BotG got things started off with a bang, powering through a kinda-short but still hammering set of their characteristic sludge-punk-infected death metal. They remain pretty much at some point equidistant from both Morne and Entombed, but from show to show over the available sample space, there's been a continuously increasing sense of the band defining something within this style that's identifiably theirs alone. I'm not sure they're quite there yet, but the trajectory so far is uniformly positive, and it's not hard to see them carving out a fairly prominent niche for themselves in the near future. Good stuff any way you cut it.

Blessed Offal [5.5/7]
Blessed Offal also continues to impress, putting out an absolutely graveling set of downtempo brutality flavored with Incantation-style blackened bits, and a few passages really suggestive of early Cianide. The deep and vicious well of early/mid-'90s Midwestern death metal is seldom plumbed around these parts, which makes it that much more of an attraction that Blessed Offal's doing it this well. This set also felt a little short, but I'd put that down more to perceptions than any lack of material.

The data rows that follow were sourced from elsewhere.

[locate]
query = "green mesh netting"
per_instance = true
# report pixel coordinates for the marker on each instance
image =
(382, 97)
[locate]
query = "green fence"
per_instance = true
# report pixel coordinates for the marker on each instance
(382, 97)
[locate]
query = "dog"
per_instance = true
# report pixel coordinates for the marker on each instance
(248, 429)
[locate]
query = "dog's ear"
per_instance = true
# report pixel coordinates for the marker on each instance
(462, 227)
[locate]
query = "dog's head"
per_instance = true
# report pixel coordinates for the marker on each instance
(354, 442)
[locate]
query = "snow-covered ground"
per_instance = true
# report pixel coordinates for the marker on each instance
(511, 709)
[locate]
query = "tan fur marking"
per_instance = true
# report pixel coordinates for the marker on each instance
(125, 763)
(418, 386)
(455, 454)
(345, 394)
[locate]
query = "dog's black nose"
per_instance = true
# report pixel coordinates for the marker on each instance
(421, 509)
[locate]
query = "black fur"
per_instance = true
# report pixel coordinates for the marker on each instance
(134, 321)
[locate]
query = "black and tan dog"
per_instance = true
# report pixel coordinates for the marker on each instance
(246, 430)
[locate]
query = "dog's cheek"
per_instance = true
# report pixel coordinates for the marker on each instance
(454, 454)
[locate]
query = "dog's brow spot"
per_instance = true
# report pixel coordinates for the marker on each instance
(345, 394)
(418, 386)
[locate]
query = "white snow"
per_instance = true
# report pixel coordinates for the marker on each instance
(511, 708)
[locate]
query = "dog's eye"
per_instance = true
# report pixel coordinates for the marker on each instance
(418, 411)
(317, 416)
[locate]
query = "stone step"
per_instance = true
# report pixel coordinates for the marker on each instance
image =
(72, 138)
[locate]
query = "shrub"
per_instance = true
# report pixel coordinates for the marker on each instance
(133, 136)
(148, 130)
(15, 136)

This was the real acid test; due to various reasons, I hadn't seen Parasitic with the new lineup yet, and was curious to see how the hell this was going to work out. Major lineup surgery always has its risks, and here was Parasitic Extirpation turning over not only the vocals, but also swapping in Boarcorpse's rhythm section. There was going to be change, definitely, but the character of that change, and how much of Parasitic-as-of-previous-lineup remained, had to wait to actually see the band. The result was promising, but undeniably different. You're going to get that when you bring in Jim and Damon for, really, any rhythm section: like with Johnny Depp on initially-defined straight roles, they're going to bring their own stylistic twists onto the material, and if you don't want that, you get different guys. Parasitic Extirpation is still a slammy NEDM supergroup, but they're not the same supergroup they were in their last phase of activity. That being said, this was a killer set with a minimum amount of bugs needing still shaken out, Malika (as with her other band) was just as brutal and violent as Tim ever was (and more likely to dive in and mix it up with the front row), and the interplay between Jim, Damon, Blue, and Chris is extremely promising for the future. The next Parasitic Extirpation record is probably not going to sound quite like Casketless, but if this sample is an indicator, it's still going to be kickass death metal and well worth waiting for.

I picked up a shirt and what ended up being not Panzerbastard's EP, Keith having sold out of those in the run of the night. It was a pretty easy hike back, but then work, illness, and other bullshit locked things down for most of the next three weeks, leading to this ill-informed diatribe being as late as it is. Next show is Thursday; sometime in the month after that, (likely) a meta announcement.